- Born: June 22, 1954 Fort Knox, Kentucky, U.S.
- Died: December 15, 2000 (aged 46) Decatur, Georgia, U.S.
- Cause of death: Assassination (Gunshot wounds)
- Occupations: Law enforcement officer, politician
- Years active: 1977–2000
- Spouse: Phyllis Brown ​(died 2006)​
- Children: Brandy Brown-Rhodes, Robert Brown, Michael Brown, Maurice Douglas (died January 6, 2012), and Marlon Robinson

= Derwin Brown =

American politician (1954–2000)

Derwin Brown (June 22, 1954 – December 15, 2000) was an American police captain and the sheriff-elect of DeKalb County, Georgia, who was assassinated on the evening of December 15, 2000, on the orders of defeated rival Sidney Dorsey.

==Early life==
Derwin Brown was born on June 22, 1954, at Fort Knox, Kentucky, the eldest child of Burvena and George Robert Brown. He was raised in Long Island, New York, where he attended Woodfield Road School, Malverne Junior High School, and Malverne High School.

==Career==
Brown first served DeKalb County, Georgia as a youth counselor for troubled teens and soon became one of the county's first black patrol officers. He later hosted his own local TV segment called The Naked Truth and was the author of his own column in the local Champion News Paper called "Tell It Like It Is." Brown was a 23-year veteran of the DeKalb County Police Department when he was elected to the position of Sheriff on a platform of cleaning up the corruption and graft that had historically troubled the DeKalb County Sheriff's Office.

==Assassination==
On December 15, 2000, former sheriff's deputy Melvin Walker shot Brown twelve times with a TEC-9 handgun in front of his home in Decatur. Brown was murdered only three days before he was due to be sworn in as sheriff; DeKalb County Director of Public Safety Thomas Brown assumed control of the post in an interim fashion pending a special election to be held in March 2001.

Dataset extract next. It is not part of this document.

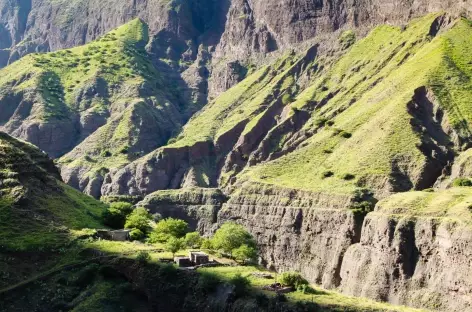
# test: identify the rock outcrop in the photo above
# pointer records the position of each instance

At trial, prosecutors alleged that then-DeKalb County Sheriff Sidney Dorsey – whom Brown had recently defeated in the election – had promised Walker a promotion to deputy sheriff if he killed Brown and that David Ramsey, the backup shooter and getaway driver, was promised a job as a detention officer. Dorsey was convicted of ordering Brown's assassination. Details that came to light during the trial suggested that Dorsey ordered the killing to obstruct an expected probe into corruption during his tenure as sheriff.

The Brown family filed suit against those involved in the killing. After a civil trial found the defendants liable, the family was awarded a judgment of $776 million. The defense attorneys declined to appear on behalf of the defendants at trial; instead, having filed an interlocutory appeal on the issue of liability, they allowed the damages portion of the trial to go forward undefended. The Georgia Court of Appeals ruled in the defendant's favor on the issue of whether the state was immune from suit. The plaintiff appealed the ruling up to the Supreme Court of Georgia, which upheld the ruling. The Supreme Court of the United States denied certiorari on a subsequent appeal filed by Brown's family. After the verdict was rendered virtually uncollectable by the series of failed appeals, a bill was introduced into the Georgia House of Representatives seeking to compensate Brown's family in excess of $300 million. The bill failed to obtain the necessary votes for passage.

On July 13, 2007, Dorsey confessed to investigators that he had ordered Deputy Patrick Cuffy to carry out the killing. However, he claimed he had tried to call off the assassination attempt prior to Brown's murder.

==Legacy==
Brown had five children and 12 grandchildren. His wife, Phyllis Brown, died on Christmas Eve in 2006 of heart failure after suffering a debilitating stroke, nine days after leading a candlelight vigil commemorating the anniversary of her husband's murder.

Brown was a member of Omega Psi Phi fraternity. He was also a member of Freemasonry and a Masonic Lodge was named in his honor, the Derwin Brown Masonic Lodge #599 PHA.

Brown's assassination was featured on Investigation Discovery's series Fatal Encounters, season 1, episode 9, "Who Shot the Sheriff?" The assassination and case were also featured on Oxygen's series Deadly Power, season 1, episode 3, "Above the Law".

DeKalb County has named a police precinct near South DeKalb Mall after Brown, and has also renamed Glasgow Drive to "Derwin Brown Drive" in honor of the slain sheriff-elect.